IL-23 is an important cytokine involved in inflammatory processes, and is believed to be associated with various chronic immune-mediated diseases.
AbbVie has filed its BLA based on the data collected from the global risankizumab phase 3 psoriasis program.
Comprising four phase 3 trials – ultIMMA-1, ultIMMa-2, IMMhance and IMMvent, the risankizumab phase 3 psoriasis program evaluated the drug in more than 2,000 patients with moderate to severe chronic plaque psoriasis.
In all the four late-stage trials, risankizumab met all co-primary and ranked secondary endpoints while showing no new safety signals.
AbbVie executive vice president, research and development and chief scientific officer Michael Severino said: “The risankizumab submission represents an important milestone in our goal of advancing treatment for people living with immune-mediated diseases.
“Risankizumab has the potential to be an important treatment option for people living with plaque psoriasis and we look forward to working with the FDA throughout the review process.”

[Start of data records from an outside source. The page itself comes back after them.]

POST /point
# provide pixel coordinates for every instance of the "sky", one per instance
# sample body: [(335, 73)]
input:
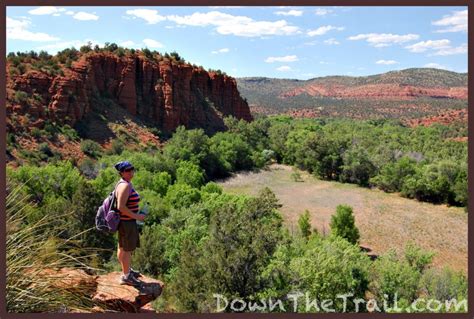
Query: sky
[(281, 42)]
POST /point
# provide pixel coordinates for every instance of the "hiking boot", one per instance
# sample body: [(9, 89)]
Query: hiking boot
[(130, 280), (135, 273)]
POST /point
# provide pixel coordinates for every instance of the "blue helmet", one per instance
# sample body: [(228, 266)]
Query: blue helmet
[(123, 165)]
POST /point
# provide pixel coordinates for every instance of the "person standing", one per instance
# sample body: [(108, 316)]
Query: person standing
[(128, 237)]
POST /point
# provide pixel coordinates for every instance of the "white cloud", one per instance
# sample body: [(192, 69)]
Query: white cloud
[(223, 50), (152, 43), (84, 16), (288, 58), (284, 68), (380, 40), (228, 24), (150, 16), (225, 7), (436, 66), (295, 13), (427, 45), (46, 10), (322, 12), (451, 51), (323, 30), (17, 30), (456, 22), (386, 62), (331, 41)]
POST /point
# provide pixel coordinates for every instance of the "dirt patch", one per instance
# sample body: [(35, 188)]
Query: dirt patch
[(385, 220)]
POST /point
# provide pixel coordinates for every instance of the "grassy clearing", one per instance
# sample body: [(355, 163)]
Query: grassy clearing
[(385, 220)]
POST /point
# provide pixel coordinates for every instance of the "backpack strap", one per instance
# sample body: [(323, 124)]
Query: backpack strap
[(114, 199)]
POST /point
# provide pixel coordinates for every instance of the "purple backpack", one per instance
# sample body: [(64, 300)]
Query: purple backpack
[(107, 217)]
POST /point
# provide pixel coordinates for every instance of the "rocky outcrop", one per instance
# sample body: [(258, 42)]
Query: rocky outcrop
[(114, 296), (378, 91), (106, 292), (165, 92)]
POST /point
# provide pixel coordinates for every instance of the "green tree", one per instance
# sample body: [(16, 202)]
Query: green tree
[(304, 224), (189, 173), (343, 224)]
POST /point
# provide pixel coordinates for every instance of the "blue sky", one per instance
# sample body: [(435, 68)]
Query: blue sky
[(283, 42)]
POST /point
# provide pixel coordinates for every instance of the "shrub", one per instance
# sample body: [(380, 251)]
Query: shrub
[(304, 224), (343, 224), (20, 97)]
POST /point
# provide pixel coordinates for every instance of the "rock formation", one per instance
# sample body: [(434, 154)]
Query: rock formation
[(166, 92), (106, 292)]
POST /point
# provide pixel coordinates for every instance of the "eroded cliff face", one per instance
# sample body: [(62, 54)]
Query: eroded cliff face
[(165, 92)]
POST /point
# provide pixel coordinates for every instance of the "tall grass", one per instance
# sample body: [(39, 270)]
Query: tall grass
[(35, 254)]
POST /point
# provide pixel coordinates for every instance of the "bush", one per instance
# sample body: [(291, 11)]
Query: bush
[(20, 97), (391, 276), (189, 173), (182, 195), (329, 267), (304, 224), (343, 224), (31, 250)]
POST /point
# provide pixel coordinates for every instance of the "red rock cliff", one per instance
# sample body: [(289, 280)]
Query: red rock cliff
[(167, 93)]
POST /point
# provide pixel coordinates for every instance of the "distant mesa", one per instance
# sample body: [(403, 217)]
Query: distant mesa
[(165, 92)]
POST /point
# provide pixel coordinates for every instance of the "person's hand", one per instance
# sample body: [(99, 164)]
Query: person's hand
[(140, 217)]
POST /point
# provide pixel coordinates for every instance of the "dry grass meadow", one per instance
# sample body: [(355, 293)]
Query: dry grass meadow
[(384, 220)]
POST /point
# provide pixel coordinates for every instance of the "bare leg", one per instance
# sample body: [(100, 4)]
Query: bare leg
[(124, 258)]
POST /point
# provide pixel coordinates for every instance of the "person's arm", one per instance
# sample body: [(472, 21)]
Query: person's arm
[(123, 190)]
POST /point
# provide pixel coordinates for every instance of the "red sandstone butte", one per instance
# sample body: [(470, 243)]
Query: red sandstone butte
[(167, 93)]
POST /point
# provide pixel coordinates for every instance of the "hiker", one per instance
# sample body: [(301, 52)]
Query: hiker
[(128, 238)]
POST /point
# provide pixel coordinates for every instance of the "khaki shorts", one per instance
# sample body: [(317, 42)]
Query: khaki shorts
[(128, 235)]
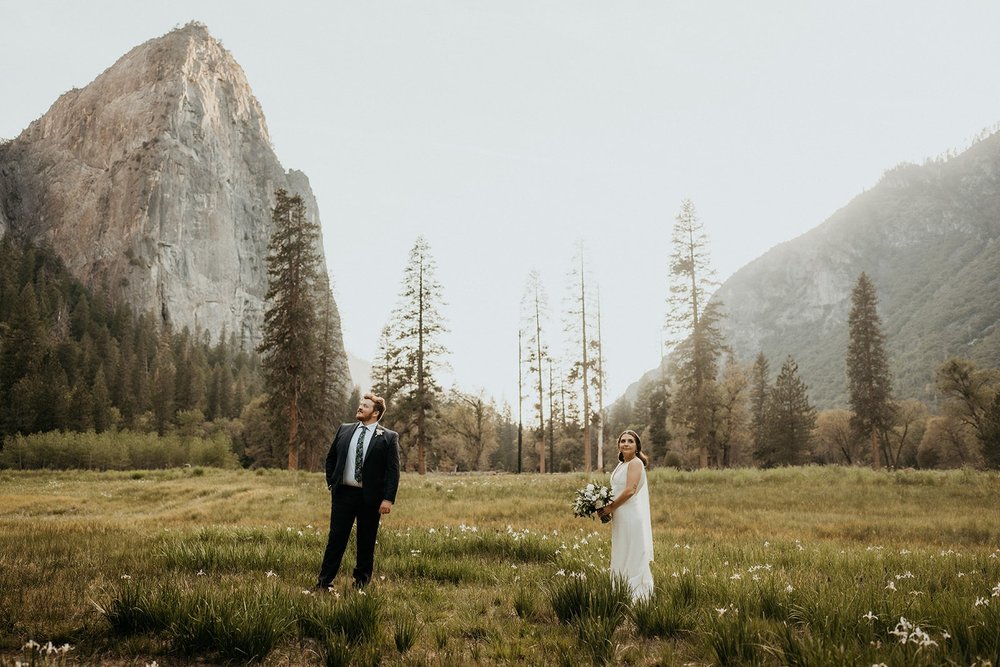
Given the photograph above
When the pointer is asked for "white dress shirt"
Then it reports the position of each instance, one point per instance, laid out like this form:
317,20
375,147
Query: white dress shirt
352,452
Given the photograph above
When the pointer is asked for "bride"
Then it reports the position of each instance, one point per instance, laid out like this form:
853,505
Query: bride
631,530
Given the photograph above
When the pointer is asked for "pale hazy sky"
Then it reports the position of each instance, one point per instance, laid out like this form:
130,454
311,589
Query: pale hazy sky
506,131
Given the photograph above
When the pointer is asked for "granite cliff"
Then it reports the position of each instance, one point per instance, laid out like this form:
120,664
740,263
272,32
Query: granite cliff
155,182
929,238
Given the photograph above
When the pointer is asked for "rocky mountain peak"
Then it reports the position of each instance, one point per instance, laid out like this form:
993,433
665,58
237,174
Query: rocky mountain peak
155,182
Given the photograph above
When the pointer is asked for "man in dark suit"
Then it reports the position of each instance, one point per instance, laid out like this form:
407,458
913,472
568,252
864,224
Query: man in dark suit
362,473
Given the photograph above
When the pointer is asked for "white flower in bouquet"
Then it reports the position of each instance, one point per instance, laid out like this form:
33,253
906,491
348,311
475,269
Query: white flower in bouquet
591,498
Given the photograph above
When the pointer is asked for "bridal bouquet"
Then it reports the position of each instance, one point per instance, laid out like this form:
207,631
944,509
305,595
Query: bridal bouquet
591,498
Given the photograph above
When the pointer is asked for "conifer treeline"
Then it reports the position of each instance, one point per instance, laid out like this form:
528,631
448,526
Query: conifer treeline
72,360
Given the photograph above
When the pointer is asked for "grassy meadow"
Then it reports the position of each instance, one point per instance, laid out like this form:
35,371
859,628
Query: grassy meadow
799,566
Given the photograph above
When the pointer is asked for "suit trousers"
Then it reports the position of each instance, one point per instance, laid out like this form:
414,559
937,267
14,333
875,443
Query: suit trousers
348,507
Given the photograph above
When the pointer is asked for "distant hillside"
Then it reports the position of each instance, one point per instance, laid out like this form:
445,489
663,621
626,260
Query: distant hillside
926,235
155,183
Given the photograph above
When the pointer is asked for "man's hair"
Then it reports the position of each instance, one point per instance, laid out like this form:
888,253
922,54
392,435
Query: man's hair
379,403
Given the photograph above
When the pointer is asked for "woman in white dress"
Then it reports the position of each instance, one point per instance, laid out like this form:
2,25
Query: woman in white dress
631,528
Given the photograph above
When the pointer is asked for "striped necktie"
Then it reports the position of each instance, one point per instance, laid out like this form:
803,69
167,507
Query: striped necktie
359,453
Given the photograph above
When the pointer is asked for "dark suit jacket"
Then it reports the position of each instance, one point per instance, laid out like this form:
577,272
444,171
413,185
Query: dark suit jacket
380,472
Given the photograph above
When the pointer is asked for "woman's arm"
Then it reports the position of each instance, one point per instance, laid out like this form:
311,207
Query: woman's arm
633,476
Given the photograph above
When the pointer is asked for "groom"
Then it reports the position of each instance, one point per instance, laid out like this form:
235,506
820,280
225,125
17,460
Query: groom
362,473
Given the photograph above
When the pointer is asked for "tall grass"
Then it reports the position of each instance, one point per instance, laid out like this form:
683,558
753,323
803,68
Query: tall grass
800,566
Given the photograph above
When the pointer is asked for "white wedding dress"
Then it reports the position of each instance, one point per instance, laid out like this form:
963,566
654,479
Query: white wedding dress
632,534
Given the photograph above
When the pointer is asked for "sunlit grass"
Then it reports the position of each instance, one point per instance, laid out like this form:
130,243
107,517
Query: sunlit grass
799,566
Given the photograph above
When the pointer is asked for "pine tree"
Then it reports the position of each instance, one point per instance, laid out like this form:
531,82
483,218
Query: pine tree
289,343
420,327
868,378
328,391
534,307
692,322
164,402
791,419
974,399
580,348
760,388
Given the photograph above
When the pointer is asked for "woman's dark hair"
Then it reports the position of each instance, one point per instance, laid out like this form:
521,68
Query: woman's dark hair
638,447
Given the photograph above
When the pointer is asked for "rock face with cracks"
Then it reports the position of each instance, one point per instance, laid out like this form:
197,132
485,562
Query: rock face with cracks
155,184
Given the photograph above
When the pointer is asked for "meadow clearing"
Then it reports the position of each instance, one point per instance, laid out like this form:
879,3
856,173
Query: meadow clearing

Currently, risankizumab, which is part of a collaboration with Boehringer Ingelheim, is being evaluated in phase 3 trials in psoriasis and Crohn’s disease. AbbVie is investigating its ability to treat psoriatic arthritis as well.
The company is also planning to hold trials in the future to evaluate risankizumab in ulcerative colitis. Risankizumab is yet to be approved by regulatory authorities for any indication.
In a separate development, AbbVie said that its AK1-selective inhibitor upadacitinib met the primary endpoint of ACR20 in the phase 2b/3 SELECT-SUNRISE clinical trial in adult patients with moderate to severe rheumatoid arthritis.
Upadacitinib is being evaluated in the trial held in Japan against placebo in patients who are on a stable dose of conventional synthetic disease-modifying antirheumatic drugs (csDMARDs) and who did not show an adequate response to csDMARDs.